Our research focuses on understanding the genetic basis of between-individual variation in complex traits and how such complex genetic architectures, instead of being static properties of a trait, get re-shaped when populations are exposed to different environments (genotype-by-environment interactions or GxE). In addition, we are particularly interested in understanding how phenotypic robustness is regulated in such traits. That is, we aim to understand not only why individuals in a population look different from each other, but also why some individuals are more vulnerable than others when exposed to perturbations like stressful or new environments.
To explore these questions within the context of natural genetic variation, we use wild-derived outbred Drosophila melanogaster populations as model system. We integrate experimental and analytical tools across the fields of quantitative and population genetics, molecular and computational biology, and use experimental evolution to generate and analyze large-scale genomics datasets.
Conceptually, our research tackles long-standing questions in evolutionary biology including the genotype-phenotype map and its context-dependent nature, and the (apparent) conflict between robustness and evolvability.
Genetic basis of complex traits: Identifying the genomic loci regulating between-individual variation at the population level is the first step to understand how information stored in the genome is translated into phenotypic variation. From transcriptional to morphological variation, we aim to understand the genetic architecture of such traits as the first step in the reconstruction of the genotype-phenotype map.
Genotype-by-environment interactions: The genetic regulation of phenotypic variation is context-dependent and therefore individual genetic effects, as well as the structure of gene networks, get remodeled depending on environmental conditions.

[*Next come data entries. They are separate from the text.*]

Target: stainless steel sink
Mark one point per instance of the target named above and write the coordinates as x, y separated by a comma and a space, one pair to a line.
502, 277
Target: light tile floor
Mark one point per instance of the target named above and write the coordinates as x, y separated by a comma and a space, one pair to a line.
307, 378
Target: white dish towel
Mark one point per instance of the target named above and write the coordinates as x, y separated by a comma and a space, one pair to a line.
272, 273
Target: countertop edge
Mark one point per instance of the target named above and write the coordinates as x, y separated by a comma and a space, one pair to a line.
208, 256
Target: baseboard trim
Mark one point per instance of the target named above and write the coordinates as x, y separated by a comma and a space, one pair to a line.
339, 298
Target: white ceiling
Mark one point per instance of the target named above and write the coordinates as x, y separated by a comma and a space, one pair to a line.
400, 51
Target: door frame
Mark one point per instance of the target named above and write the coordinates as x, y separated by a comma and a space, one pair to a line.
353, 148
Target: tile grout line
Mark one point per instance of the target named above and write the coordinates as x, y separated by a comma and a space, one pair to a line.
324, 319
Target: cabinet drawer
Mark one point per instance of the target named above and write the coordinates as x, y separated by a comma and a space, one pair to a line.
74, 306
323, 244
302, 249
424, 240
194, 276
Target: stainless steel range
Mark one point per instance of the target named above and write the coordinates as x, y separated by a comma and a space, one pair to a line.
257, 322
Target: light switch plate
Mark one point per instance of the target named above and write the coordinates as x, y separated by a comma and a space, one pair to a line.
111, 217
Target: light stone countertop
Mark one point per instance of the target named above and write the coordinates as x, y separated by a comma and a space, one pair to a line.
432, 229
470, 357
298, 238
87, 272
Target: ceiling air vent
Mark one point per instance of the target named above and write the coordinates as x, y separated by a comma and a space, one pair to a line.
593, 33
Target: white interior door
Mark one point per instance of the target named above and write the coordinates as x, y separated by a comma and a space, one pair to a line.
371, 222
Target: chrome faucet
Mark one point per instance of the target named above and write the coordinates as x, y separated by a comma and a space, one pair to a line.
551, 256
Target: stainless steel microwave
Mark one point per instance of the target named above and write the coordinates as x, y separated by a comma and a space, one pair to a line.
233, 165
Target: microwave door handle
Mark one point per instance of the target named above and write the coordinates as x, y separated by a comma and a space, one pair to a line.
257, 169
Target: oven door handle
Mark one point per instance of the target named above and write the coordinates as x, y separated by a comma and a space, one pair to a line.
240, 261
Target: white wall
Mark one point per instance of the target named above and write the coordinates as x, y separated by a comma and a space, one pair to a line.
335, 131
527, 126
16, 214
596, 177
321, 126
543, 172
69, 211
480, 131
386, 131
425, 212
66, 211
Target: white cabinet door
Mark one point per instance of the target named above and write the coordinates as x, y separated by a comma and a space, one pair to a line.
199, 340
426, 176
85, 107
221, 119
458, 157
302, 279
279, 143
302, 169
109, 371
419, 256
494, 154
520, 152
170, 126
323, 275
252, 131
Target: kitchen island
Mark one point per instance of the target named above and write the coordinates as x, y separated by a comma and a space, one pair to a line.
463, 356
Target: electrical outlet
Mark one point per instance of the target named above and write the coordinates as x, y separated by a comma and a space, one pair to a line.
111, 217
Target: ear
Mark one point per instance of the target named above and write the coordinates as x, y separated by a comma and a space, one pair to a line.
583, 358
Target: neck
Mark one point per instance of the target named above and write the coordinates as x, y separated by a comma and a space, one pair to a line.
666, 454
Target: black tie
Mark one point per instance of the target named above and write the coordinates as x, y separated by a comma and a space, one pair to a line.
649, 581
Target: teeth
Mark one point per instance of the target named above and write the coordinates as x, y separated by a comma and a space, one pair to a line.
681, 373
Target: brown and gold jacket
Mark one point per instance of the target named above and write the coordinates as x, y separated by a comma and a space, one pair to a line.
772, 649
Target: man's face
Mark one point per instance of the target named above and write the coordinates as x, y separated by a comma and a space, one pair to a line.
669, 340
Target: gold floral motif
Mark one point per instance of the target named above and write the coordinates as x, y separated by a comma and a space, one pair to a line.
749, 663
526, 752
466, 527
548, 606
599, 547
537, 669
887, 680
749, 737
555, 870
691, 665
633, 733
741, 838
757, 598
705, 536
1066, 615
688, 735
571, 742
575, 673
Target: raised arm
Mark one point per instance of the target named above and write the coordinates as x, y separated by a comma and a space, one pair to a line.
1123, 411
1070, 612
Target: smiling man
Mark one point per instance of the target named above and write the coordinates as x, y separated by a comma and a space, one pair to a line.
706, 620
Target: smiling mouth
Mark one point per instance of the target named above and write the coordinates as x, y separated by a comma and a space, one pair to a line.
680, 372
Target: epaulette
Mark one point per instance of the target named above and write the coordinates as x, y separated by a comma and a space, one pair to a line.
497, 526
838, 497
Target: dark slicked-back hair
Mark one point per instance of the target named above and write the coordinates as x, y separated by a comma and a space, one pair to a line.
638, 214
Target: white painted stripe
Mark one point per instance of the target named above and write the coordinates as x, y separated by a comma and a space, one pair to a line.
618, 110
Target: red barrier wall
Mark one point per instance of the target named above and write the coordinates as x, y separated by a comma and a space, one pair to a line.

We focus on quantifying the contribution of genotype-by-environment interactions (GxE) to the regulation of complex trait variation with a particular focus on identifying cryptic genetic variation.
Genetic regulation of phenotypic robustness: Phenotypic robustness represents the degree to which a trait is perturbed by genetic or environmental conditions. It can be considered as any other complex trait since it varies between individuals – some are able to withstand stress better than others. We focus on identifying the genetic basis of phenotypic robustness, that is, which genomic loci regulate the amount of noise (i.e., variance around the mean value of the trait) in morphological and transcriptional traits.
Experimental evolution to understand the adaptation process: To understand the trajectory of a population towards a new fitness peak, we use experimental evolution and follow, from a genetic and phenotypic perspective, the trajectory of adaptation to the new peak. With this approach we integrate the other research themes in the lab: Which loci are involved in the long-term adaptation process? Are they the same loci that respond to short-term exposure to new environments (i.e., are GxE loci regulating plasticity, adaptive?) What role does cryptic genetic variation play in adaptation? What is the role of ‘robustness loci’ in allowing populations to explore new phenotypes? How is phenotypic variance shaped by adaptation?